In order to verify that BayesPy is working properly, it is recommended to install Nose and run the unit tests:

pip install nose
nosetests bayespy

If the unit tests are successfull, congratulations, you have a working installation of BayesPy and you can run the experiments presented in the paper. The documentation for BayesPy can be found at bayespy.org.

Downloading the experiment scripts

The Python scripts experiments.tar.gz for reproducing the experiments can be downloaded and extracted as follows:

wget http://users.ics.aalto.fi/jluttine/ecml2014/experiments.tar.gz
tar -xf experiments.tar.gz

These files are available under the GPLv3 license.

Obtaining GSOD data from NCDC

Note that the artificial data in the first and the second experiments are generated by the scripts. The GSOD data by NCDC is available for download. However, note that the whole database is large and only the years 2000-2009 are used in the experiment. Our Python script gsod.py contains functions for parsing the downloaded data into a nice HDF5 data file which can be used by the experiment script gsod_experiment.py.

First, download the data which was used in the real-world air temperature experiment:

wget ftp://ftp.ncdc.noaa.gov/pub/data/gsod/ish-history.csv
wget ftp://ftp.ncdc.noaa.gov/pub/data/gsod/2000/gsod_2000.tar
wget ftp://ftp.ncdc.noaa.gov/pub/data/gsod/2001/gsod_2001.tar
wget ftp://ftp.ncdc.noaa.gov/pub/data/gsod/2002/gsod_2002.tar
wget ftp://ftp.ncdc.noaa.gov/pub/data/gsod/2003/gsod_2003.tar
wget ftp://ftp.ncdc.noaa.gov/pub/data/gsod/2004/gsod_2004.tar
wget ftp://ftp.ncdc.noaa.gov/pub/data/gsod/2005/gsod_2005.tar
wget ftp://ftp.ncdc.noaa.gov/pub/data/gsod/2006/gsod_2006.tar
wget ftp://ftp.ncdc.noaa.gov/pub/data/gsod/2007/gsod_2007.tar
wget ftp://ftp.ncdc.noaa.gov/pub/data/gsod/2008/gsod_2008.tar
wget ftp://ftp.ncdc.noaa.gov/pub/data/gsod/2009/gsod_2009.tar

Second, parse the data into HDF5 using the experiment scripts:

python gsod.py

Note that this parsing may take several hours because of a simple implementation. Fortunately, the data needs to be parsed only once into HDF5 format. By default, the GSOD data files are assumed to be in the current directory and the time period to parse is 2000-2009. These can be changed with arguments:

python gsod.py --path=/path/to/gsod/data/ --first=2001 --last=2005

GSOD data is available for "free and unrestricted use in research, education, and other non-commercial activities".

Running the experiments

It is assumed that you have successfully installed BayesPy and downloaded GSOD data (if you want to run that experiment).

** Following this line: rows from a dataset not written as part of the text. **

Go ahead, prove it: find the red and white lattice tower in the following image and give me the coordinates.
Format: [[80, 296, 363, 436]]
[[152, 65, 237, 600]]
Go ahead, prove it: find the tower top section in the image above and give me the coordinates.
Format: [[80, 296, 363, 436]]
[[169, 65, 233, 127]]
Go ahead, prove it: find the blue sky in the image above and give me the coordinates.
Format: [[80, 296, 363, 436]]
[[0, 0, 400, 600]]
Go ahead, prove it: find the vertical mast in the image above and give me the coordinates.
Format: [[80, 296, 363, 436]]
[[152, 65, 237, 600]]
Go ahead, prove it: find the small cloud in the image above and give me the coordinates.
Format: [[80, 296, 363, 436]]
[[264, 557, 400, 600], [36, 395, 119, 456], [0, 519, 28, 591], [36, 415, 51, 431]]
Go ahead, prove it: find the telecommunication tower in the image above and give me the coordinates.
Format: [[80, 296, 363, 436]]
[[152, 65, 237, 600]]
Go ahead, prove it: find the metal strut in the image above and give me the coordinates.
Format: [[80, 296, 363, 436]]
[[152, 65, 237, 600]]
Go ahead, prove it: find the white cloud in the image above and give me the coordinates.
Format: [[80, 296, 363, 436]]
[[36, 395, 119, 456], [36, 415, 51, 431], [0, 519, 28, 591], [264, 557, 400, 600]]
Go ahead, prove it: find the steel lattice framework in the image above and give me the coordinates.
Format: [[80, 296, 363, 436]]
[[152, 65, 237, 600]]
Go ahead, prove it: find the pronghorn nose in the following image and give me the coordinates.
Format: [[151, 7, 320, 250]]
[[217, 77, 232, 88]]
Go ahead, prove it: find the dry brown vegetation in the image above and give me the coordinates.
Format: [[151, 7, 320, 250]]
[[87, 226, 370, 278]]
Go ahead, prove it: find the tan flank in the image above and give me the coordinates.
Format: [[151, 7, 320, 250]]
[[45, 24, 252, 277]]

In the first experiment, the data were observations from 1-dimensional oscillating signal with changing frequency. The experiment can be run as follows:

python toy_experiment.py --dynamics=constant
python toy_experiment.py --dynamics=switching
python toy_experiment.py --dynamics=varying

In the second experiment, the data were observations from a simulated stochastic advection-diffusion process. The experiment can be run as follows:

python spde_experiment.py --dynamics=constant --seed=1
python spde_experiment.py --dynamics=constant --seed=1 --d=60
python spde_experiment.py --dynamics=switching --seed=1
python spde_experiment.py --dynamics=varying --seed=1

All the five set of experiments can be run by changing the seed (1,2,3,4,5).

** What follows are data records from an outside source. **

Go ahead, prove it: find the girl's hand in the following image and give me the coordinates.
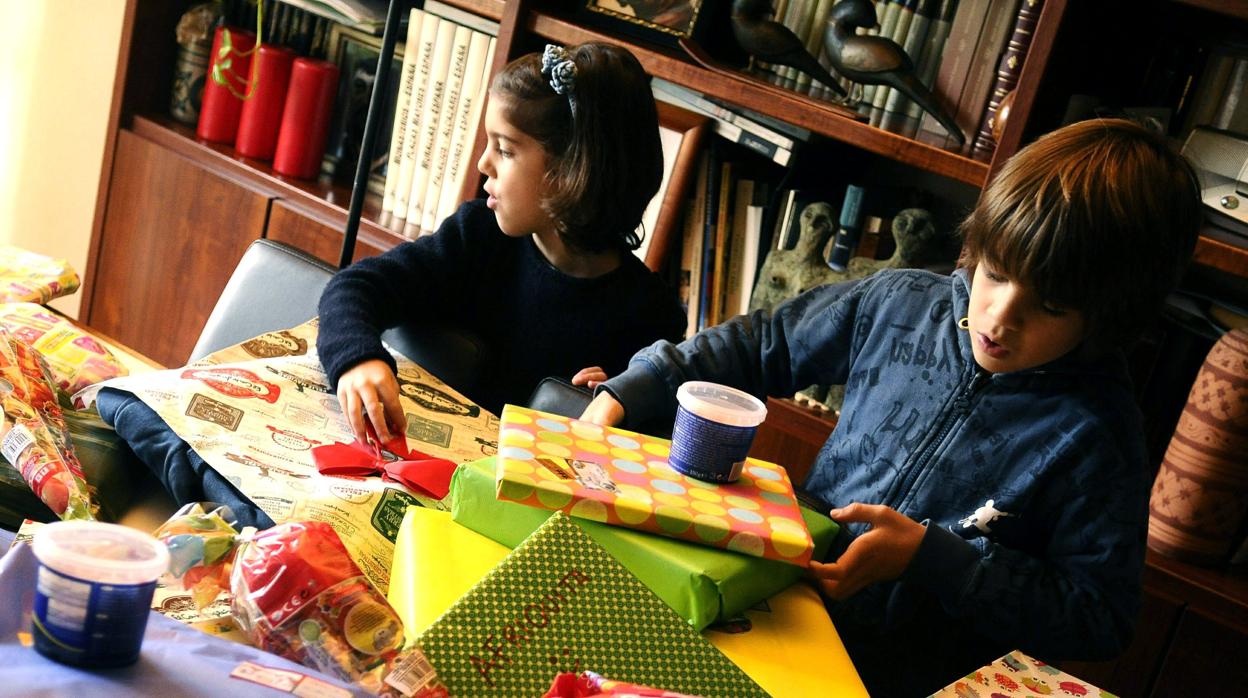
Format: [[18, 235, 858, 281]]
[[338, 358, 407, 443], [810, 503, 926, 599], [572, 366, 607, 390], [580, 392, 624, 427]]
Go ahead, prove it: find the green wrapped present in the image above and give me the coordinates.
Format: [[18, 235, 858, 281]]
[[409, 512, 763, 698], [451, 458, 839, 631]]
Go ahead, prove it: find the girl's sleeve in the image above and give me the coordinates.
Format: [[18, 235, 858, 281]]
[[902, 428, 1148, 661], [317, 202, 484, 386], [598, 277, 875, 425]]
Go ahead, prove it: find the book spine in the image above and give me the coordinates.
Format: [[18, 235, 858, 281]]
[[724, 179, 754, 320], [859, 0, 904, 110], [880, 0, 937, 132], [681, 154, 710, 337], [421, 26, 480, 233], [919, 0, 988, 146], [953, 0, 1018, 155], [382, 7, 424, 212], [436, 32, 498, 226], [897, 0, 957, 137], [393, 15, 442, 220], [827, 185, 866, 271], [698, 147, 721, 330], [971, 0, 1045, 162], [407, 21, 459, 227], [706, 160, 733, 325]]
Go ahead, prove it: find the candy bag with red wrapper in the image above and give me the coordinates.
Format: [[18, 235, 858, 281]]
[[0, 328, 95, 519], [230, 522, 403, 693]]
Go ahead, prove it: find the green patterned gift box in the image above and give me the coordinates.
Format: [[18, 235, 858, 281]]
[[416, 512, 766, 698], [451, 458, 837, 629]]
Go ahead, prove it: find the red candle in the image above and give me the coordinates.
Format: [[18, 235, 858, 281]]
[[235, 44, 295, 160], [273, 59, 338, 179], [195, 26, 256, 144]]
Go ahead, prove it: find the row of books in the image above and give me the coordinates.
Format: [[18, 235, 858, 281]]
[[382, 0, 498, 237], [748, 0, 1043, 160]]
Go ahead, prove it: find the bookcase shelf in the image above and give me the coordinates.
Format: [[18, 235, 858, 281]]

In the third experiment, the data were daily mean temperature measurements in Europe. The experiment can be run as follows:

python gsod_experiment.py --dynamics=constant --seed=1
python gsod_experiment.py --dynamics=switching --seed=1
python gsod_experiment.py --dynamics=varying --seed=1

Again, all the five set of experiments can be run by changing the seed (1,2,3,4,5). The experiments plot the approximate VB posterior distributions for some variables during the learning. If you want to disable this, use the command line argument --no-monitor.

All the experiment scripts have more command line arguments in case the user wants to play with the experiments (see them with --help). Note that especially the second and the third experiments require computational resources and may take a long time to run.